A estratégia para a concretização do projecto, segundo Chilola de Almeida, será a realização de concursos de música, teatro e dança para os fazedores de artes, além de conferências, workshop´s e palestras a serem realizadas em todo território nacional, a partir do primeiro trimestre do próximo ano.

Presente no acto de lançamento, realizado na casa da Juventude, o presidente da União Nacional dos Artistas e Compositores, Zeca Moreno, realçou a importância do projecto, e garantiu apoio da instituição, quer moral, quanto material, até à sua concretização, uma posição partilhada por André Araújo, representante do Conselho Nacional da Juventude na cerimónia.

Por sua vez, o director municipal da cultura de Viana, Melquim dos Santos, afirmou que o projecto é um contributo valioso à Nação, sustentando que aborda a paz, uma conquista que deve ser preservada por todos angolanos.

O representante da Câmara de Comércio Angola-China, Francisco Swami, realçou a importância do projecto, indicando que vai permitir também a ocupação dos tempos livres dos jovens, bem como despertar neles os valores patrióticos e de cidadania.

Marcaram presença na cerimónia, representantes da administração local, da sociedade civil, homens de cultura, entre outros convidados.

Símbolos nacionais do… MPLA

A lei que estabelece a deferência do uso da bandeira nacional, insígnia e hino nacional de Angola (leia-se do MPLA) foi aprovada no dia 9 de Agosto de 2018 pelo Parlamento, com 131 votos favoráveis do MPLA e de parte da oposição constituída pelos sipaios do MPLA, contando ainda com 56 abstenções dos sipaios assimilados da UNITA.

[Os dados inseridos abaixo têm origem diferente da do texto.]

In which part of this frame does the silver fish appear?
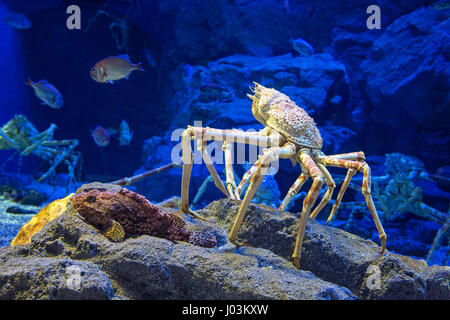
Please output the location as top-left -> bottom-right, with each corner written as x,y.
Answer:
25,78 -> 64,109
119,120 -> 133,146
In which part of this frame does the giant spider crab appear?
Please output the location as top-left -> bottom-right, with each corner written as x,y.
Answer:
0,115 -> 82,187
180,82 -> 386,268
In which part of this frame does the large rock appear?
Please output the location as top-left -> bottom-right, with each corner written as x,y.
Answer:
361,5 -> 450,165
0,184 -> 355,299
159,0 -> 425,63
171,54 -> 348,130
202,199 -> 450,299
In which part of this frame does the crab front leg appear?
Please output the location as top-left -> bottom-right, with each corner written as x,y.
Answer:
229,143 -> 295,246
324,157 -> 387,254
292,149 -> 324,269
278,172 -> 309,211
180,128 -> 214,220
180,127 -> 271,218
311,163 -> 336,220
222,141 -> 240,200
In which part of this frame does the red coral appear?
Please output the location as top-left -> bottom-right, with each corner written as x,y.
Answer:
72,188 -> 216,247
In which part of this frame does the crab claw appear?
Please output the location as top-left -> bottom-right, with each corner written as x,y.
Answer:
230,239 -> 248,247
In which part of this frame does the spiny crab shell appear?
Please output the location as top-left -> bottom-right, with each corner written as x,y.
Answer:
248,82 -> 322,150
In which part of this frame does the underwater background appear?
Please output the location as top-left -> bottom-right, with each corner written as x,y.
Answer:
0,0 -> 450,265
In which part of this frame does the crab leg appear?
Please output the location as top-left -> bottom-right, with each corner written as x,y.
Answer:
325,158 -> 387,254
198,140 -> 230,198
180,128 -> 196,216
278,172 -> 309,211
235,158 -> 261,199
324,151 -> 366,161
292,149 -> 324,268
222,142 -> 240,200
229,143 -> 295,246
180,126 -> 271,218
311,163 -> 336,220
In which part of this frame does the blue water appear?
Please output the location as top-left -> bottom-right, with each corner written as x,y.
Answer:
0,0 -> 450,264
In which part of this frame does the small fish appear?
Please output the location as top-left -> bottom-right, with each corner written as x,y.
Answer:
90,55 -> 144,83
283,0 -> 291,15
183,64 -> 194,80
144,48 -> 158,69
3,13 -> 31,29
91,126 -> 111,147
291,38 -> 314,57
119,120 -> 133,146
25,78 -> 64,109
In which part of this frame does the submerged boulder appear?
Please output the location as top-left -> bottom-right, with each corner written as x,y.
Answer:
202,199 -> 450,299
361,6 -> 450,165
0,184 -> 450,299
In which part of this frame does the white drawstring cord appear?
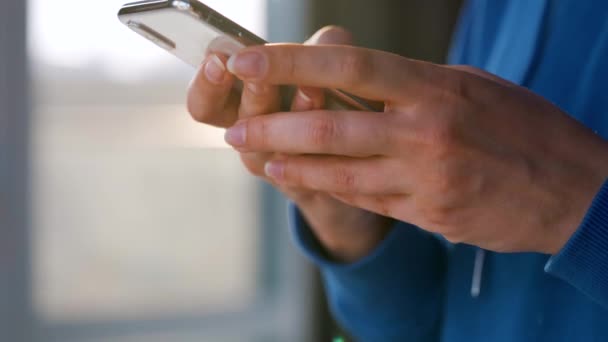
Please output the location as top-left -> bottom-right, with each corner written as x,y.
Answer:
471,248 -> 486,298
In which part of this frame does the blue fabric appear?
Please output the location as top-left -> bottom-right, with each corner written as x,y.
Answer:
291,0 -> 608,342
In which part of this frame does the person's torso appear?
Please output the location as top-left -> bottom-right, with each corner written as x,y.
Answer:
442,0 -> 608,341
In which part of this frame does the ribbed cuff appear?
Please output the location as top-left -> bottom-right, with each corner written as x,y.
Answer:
545,181 -> 608,308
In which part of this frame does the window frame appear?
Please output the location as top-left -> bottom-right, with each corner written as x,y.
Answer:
0,1 -> 33,341
0,0 -> 315,342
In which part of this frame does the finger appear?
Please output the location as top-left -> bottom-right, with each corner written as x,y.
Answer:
188,55 -> 240,127
448,65 -> 517,86
330,193 -> 426,228
265,156 -> 407,195
291,26 -> 353,112
304,25 -> 354,45
226,111 -> 397,157
239,82 -> 281,119
228,44 -> 454,102
291,87 -> 325,112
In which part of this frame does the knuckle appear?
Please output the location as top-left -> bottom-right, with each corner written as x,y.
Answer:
308,117 -> 337,147
427,117 -> 460,155
281,49 -> 299,79
332,167 -> 357,192
374,197 -> 393,217
338,50 -> 374,84
245,117 -> 271,149
424,202 -> 455,228
241,153 -> 265,177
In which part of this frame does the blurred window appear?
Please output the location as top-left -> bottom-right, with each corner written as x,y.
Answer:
28,0 -> 312,341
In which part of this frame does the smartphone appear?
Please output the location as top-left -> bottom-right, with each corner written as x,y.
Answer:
118,0 -> 378,111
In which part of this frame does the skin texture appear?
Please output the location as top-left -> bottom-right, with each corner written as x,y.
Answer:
188,26 -> 392,262
220,38 -> 608,254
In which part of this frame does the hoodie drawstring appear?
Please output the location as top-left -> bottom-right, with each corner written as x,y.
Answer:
471,248 -> 486,298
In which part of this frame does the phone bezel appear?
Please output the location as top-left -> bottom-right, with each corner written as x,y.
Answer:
118,0 -> 384,112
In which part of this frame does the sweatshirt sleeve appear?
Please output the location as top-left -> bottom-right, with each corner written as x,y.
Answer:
545,181 -> 608,309
290,205 -> 446,342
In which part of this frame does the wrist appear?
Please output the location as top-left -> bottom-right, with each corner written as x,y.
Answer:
297,195 -> 394,263
543,141 -> 608,255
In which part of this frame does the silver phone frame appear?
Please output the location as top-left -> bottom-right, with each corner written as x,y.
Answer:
118,0 -> 380,112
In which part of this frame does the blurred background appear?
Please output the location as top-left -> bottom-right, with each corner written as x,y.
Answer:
0,0 -> 460,342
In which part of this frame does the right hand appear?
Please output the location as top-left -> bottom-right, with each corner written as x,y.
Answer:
188,26 -> 392,262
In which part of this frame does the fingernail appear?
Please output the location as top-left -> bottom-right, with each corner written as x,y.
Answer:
264,160 -> 285,181
298,89 -> 312,103
247,82 -> 266,95
205,55 -> 226,84
228,51 -> 266,78
224,123 -> 247,147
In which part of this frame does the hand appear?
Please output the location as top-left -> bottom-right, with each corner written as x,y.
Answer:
188,27 -> 391,262
222,45 -> 608,253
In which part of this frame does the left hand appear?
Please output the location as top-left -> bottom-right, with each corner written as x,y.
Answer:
222,45 -> 608,254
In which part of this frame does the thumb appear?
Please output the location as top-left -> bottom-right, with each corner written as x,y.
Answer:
304,26 -> 354,45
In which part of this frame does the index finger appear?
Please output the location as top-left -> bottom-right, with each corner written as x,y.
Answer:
228,44 -> 450,102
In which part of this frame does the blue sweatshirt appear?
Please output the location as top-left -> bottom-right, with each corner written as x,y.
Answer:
291,0 -> 608,342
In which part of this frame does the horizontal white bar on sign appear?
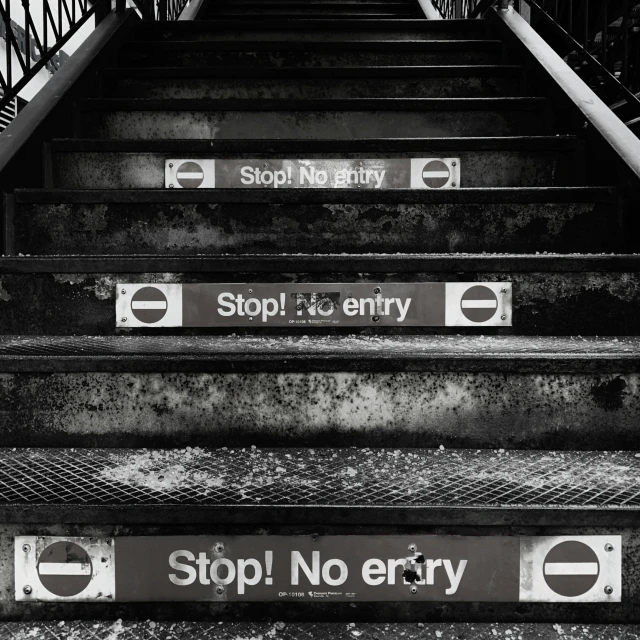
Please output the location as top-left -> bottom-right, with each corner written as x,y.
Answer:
131,300 -> 167,309
38,562 -> 91,576
460,300 -> 498,309
544,562 -> 598,576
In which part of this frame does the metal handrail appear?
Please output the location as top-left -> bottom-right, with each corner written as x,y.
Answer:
424,0 -> 640,118
0,0 -> 189,110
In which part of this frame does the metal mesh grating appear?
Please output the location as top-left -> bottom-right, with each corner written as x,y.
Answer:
0,335 -> 640,359
0,620 -> 640,640
0,447 -> 640,508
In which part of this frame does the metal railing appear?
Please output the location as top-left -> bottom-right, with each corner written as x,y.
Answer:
0,0 -> 189,110
432,0 -> 640,119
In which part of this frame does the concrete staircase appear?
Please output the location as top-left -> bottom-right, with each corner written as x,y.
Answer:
0,0 -> 640,640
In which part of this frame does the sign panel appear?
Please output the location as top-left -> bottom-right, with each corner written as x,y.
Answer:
15,535 -> 622,602
15,536 -> 115,602
164,158 -> 460,189
116,282 -> 511,328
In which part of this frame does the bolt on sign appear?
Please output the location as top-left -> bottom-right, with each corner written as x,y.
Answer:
116,282 -> 512,328
15,535 -> 622,603
164,158 -> 460,189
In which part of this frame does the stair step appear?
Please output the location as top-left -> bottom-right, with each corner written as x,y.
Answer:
0,334 -> 640,450
12,182 -> 612,255
0,446 -> 640,526
119,36 -> 502,68
205,2 -> 424,11
51,136 -> 584,188
103,65 -> 524,100
135,18 -> 489,42
0,617 -> 640,640
78,97 -> 550,140
0,254 -> 640,336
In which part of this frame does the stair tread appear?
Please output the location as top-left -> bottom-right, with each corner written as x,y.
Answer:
137,18 -> 486,33
0,445 -> 640,524
0,253 -> 640,274
123,38 -> 502,53
51,135 -> 579,151
0,335 -> 640,373
78,96 -> 547,111
15,186 -> 615,204
103,64 -> 524,80
0,620 -> 640,640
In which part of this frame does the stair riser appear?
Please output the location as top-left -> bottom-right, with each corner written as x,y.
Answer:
206,5 -> 424,15
109,72 -> 521,100
203,2 -> 424,12
0,268 -> 640,335
80,110 -> 549,140
14,203 -> 622,255
141,29 -> 484,42
52,151 -> 582,190
120,47 -> 501,68
0,524 -> 640,620
0,365 -> 640,450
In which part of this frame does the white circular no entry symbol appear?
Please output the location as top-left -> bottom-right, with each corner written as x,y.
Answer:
422,160 -> 451,189
543,540 -> 600,598
176,162 -> 204,189
460,285 -> 498,322
131,287 -> 169,324
38,542 -> 93,598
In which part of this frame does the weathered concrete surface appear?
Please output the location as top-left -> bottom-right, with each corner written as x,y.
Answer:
81,109 -> 549,140
111,71 -> 521,100
52,149 -> 584,190
0,272 -> 640,336
0,619 -> 640,640
15,204 -> 608,255
120,47 -> 502,68
0,372 -> 640,450
148,29 -> 486,42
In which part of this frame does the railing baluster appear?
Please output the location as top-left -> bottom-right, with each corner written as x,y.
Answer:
24,0 -> 31,71
620,0 -> 629,86
602,1 -> 609,69
584,0 -> 589,49
5,0 -> 13,93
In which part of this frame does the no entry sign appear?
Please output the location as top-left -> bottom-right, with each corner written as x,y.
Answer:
15,535 -> 622,603
165,158 -> 460,189
15,536 -> 115,602
116,282 -> 511,328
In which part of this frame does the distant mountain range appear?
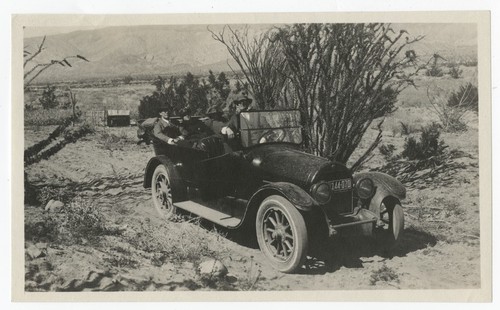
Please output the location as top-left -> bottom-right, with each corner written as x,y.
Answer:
24,24 -> 477,83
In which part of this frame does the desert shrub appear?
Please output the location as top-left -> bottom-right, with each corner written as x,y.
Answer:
58,198 -> 118,244
370,264 -> 399,285
425,65 -> 443,77
24,107 -> 72,126
24,198 -> 120,244
212,23 -> 422,170
24,209 -> 61,242
401,123 -> 446,160
448,64 -> 463,79
123,75 -> 134,85
38,85 -> 59,109
427,85 -> 474,132
460,60 -> 477,67
378,144 -> 396,160
36,185 -> 74,207
126,221 -> 229,265
399,121 -> 417,136
448,83 -> 479,111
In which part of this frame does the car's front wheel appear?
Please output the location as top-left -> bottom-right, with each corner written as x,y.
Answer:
151,164 -> 176,219
256,195 -> 307,273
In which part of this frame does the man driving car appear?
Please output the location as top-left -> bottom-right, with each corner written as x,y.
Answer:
221,91 -> 252,139
153,110 -> 184,144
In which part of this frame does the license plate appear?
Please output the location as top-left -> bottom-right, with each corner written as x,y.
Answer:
330,179 -> 352,192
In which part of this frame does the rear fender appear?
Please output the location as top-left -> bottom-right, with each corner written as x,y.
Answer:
354,172 -> 406,216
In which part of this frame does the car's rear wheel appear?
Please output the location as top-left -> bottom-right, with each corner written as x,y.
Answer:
256,195 -> 307,273
151,164 -> 176,219
378,203 -> 404,249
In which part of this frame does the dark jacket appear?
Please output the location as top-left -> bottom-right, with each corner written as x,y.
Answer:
179,119 -> 214,140
153,118 -> 181,143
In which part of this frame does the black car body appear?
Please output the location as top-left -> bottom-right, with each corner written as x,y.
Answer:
144,110 -> 405,272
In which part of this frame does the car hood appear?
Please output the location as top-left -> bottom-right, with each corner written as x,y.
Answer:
247,144 -> 351,189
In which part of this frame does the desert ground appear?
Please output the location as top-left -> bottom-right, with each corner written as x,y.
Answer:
24,67 -> 481,291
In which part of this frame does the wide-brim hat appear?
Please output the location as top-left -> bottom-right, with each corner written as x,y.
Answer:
179,107 -> 191,117
205,105 -> 223,115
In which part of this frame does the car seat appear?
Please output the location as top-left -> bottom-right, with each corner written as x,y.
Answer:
198,135 -> 225,158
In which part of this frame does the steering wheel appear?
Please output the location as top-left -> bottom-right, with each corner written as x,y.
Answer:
259,129 -> 286,144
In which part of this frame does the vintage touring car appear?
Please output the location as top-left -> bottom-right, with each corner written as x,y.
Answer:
144,110 -> 406,273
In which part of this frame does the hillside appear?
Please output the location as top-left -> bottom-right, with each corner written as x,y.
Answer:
25,24 -> 477,83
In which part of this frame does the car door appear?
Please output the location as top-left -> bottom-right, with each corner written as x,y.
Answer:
197,152 -> 242,198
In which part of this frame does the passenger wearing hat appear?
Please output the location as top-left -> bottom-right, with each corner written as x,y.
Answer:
179,107 -> 213,144
203,105 -> 227,134
153,110 -> 184,144
221,91 -> 252,139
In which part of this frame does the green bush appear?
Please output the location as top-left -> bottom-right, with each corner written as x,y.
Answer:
38,85 -> 59,109
370,264 -> 399,285
449,64 -> 463,79
448,83 -> 479,111
378,144 -> 396,160
401,123 -> 447,160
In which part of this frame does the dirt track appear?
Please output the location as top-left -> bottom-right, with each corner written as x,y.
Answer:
25,128 -> 480,291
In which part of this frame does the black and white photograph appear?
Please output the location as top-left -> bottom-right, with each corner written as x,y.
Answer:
13,12 -> 491,300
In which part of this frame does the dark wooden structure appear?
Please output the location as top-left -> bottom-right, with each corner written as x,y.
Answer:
106,110 -> 130,127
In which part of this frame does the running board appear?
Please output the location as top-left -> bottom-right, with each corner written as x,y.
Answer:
175,200 -> 241,228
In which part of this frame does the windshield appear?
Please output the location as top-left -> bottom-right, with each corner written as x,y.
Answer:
240,110 -> 302,147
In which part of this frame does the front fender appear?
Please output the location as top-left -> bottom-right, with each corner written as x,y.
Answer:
353,172 -> 406,215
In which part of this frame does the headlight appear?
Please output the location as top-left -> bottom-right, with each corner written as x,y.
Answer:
311,182 -> 331,204
356,178 -> 375,199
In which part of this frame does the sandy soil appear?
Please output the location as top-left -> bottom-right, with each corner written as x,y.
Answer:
25,121 -> 480,291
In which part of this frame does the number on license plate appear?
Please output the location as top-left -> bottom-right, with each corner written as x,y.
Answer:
330,179 -> 352,191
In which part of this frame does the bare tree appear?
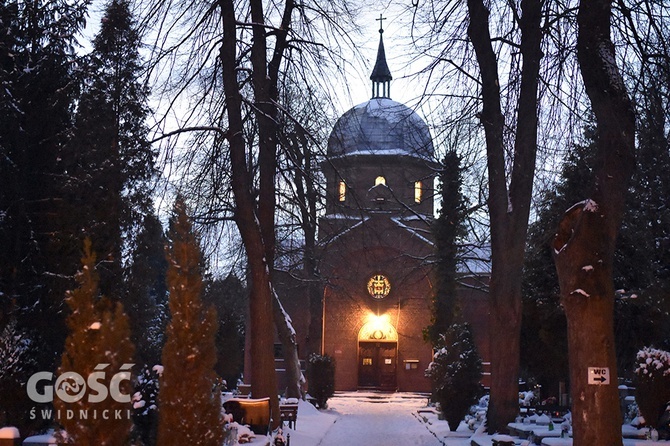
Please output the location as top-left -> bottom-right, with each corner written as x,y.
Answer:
553,0 -> 635,446
147,0 -> 360,422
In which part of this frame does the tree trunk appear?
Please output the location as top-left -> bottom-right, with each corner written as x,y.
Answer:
273,293 -> 305,398
219,0 -> 279,428
468,0 -> 542,432
553,0 -> 635,446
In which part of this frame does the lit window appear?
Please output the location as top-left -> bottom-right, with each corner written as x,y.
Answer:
414,181 -> 423,203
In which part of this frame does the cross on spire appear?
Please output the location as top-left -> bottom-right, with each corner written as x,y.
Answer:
370,14 -> 393,98
375,14 -> 386,34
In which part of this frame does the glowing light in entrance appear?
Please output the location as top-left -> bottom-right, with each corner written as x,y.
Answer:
358,313 -> 398,341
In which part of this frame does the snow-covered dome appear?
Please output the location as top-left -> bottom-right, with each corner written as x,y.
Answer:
328,98 -> 434,160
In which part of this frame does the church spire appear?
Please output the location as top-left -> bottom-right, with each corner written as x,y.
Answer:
370,14 -> 393,99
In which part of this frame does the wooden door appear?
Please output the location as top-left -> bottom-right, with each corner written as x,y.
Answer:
358,342 -> 398,390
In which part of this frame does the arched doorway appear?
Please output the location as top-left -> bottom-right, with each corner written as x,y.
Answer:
358,316 -> 398,390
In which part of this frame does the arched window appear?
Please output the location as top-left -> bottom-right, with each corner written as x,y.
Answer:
414,181 -> 423,203
337,181 -> 347,201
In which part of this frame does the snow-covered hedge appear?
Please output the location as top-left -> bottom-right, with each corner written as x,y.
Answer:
635,347 -> 670,426
635,347 -> 670,379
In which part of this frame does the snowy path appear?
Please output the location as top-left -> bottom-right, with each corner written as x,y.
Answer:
318,392 -> 442,446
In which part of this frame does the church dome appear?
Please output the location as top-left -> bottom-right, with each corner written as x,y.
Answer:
328,97 -> 434,161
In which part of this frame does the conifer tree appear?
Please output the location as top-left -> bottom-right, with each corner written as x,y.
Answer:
125,214 -> 167,368
54,239 -> 134,446
424,150 -> 466,345
158,197 -> 223,446
0,0 -> 89,432
67,0 -> 155,300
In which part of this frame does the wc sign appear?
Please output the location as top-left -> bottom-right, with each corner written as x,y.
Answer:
589,367 -> 610,386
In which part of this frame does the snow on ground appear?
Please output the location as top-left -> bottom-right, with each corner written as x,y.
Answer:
284,392 -> 472,446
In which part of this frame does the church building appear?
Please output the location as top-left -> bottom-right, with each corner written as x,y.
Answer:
319,23 -> 437,391
277,20 -> 488,392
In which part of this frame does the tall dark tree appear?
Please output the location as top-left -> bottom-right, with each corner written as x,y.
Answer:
158,198 -> 223,446
424,150 -> 466,346
68,0 -> 154,296
203,274 -> 249,389
125,213 -> 167,367
54,239 -> 135,446
467,0 -> 543,432
0,0 -> 88,431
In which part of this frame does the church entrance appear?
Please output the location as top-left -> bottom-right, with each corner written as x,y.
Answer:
358,342 -> 398,390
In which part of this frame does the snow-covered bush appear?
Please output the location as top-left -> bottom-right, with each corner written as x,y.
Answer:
426,324 -> 483,431
307,353 -> 335,409
635,347 -> 670,426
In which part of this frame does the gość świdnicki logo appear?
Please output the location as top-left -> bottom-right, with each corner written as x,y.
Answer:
26,363 -> 134,420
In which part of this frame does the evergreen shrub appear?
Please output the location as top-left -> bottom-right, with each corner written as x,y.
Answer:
635,347 -> 670,427
307,353 -> 335,409
426,324 -> 483,431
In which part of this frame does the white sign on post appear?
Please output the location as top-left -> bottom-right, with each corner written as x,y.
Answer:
589,367 -> 610,385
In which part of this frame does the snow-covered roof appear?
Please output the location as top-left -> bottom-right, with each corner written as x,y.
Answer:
328,98 -> 434,161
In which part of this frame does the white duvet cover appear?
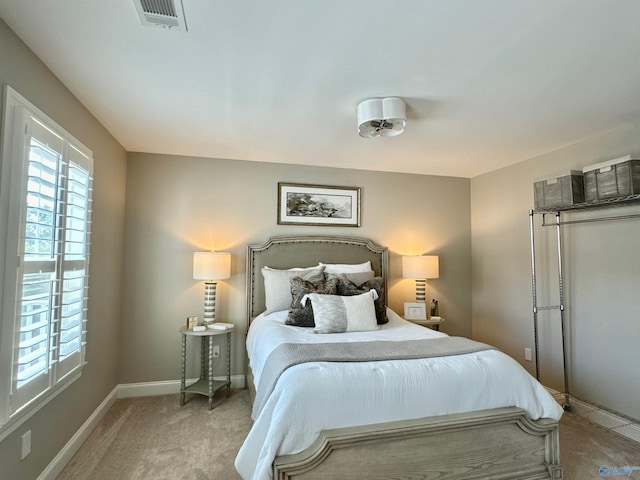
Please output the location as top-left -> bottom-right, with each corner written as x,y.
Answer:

A proposta do Governo foi aprovada durante a terceira reunião plenária extraordinária da 1.ª sessão legislativa da quarta legislatura da Assembleia Nacional e visa, entre outras, “promover o conhecimento massivo, o respeito e a utilização uniforme dos símbolos nacionais”.

Em sede de votação final global do diploma legal, que tem ainda como fundamento densificar os dispositivos constitucionais sobre os símbolos nacionais, o MPLA (no poder desde 1975), considerou o documento como um “factor positivo sobre a valorização e reconhecimento histórico do país”.

“A aprovação da presente lei é o factor positivo desse esforço colectivo e só assim teremos a certeza da elevação da consciência patriótica dos cidadãos, da valorização e reconhecimento da nossa história e da nossa identidade cultural”, afirmou na altura o deputado do MPLA, Nuno Carnaval.

Apesar de “discordar” de um dos símbolos, a “bandeira nacional de Angola semelhante à bandeira do MPLA”, a CASA-CE votou favoravelmente o documento de acordo, aliás, com as ordens superiores recebidas do… MPLA.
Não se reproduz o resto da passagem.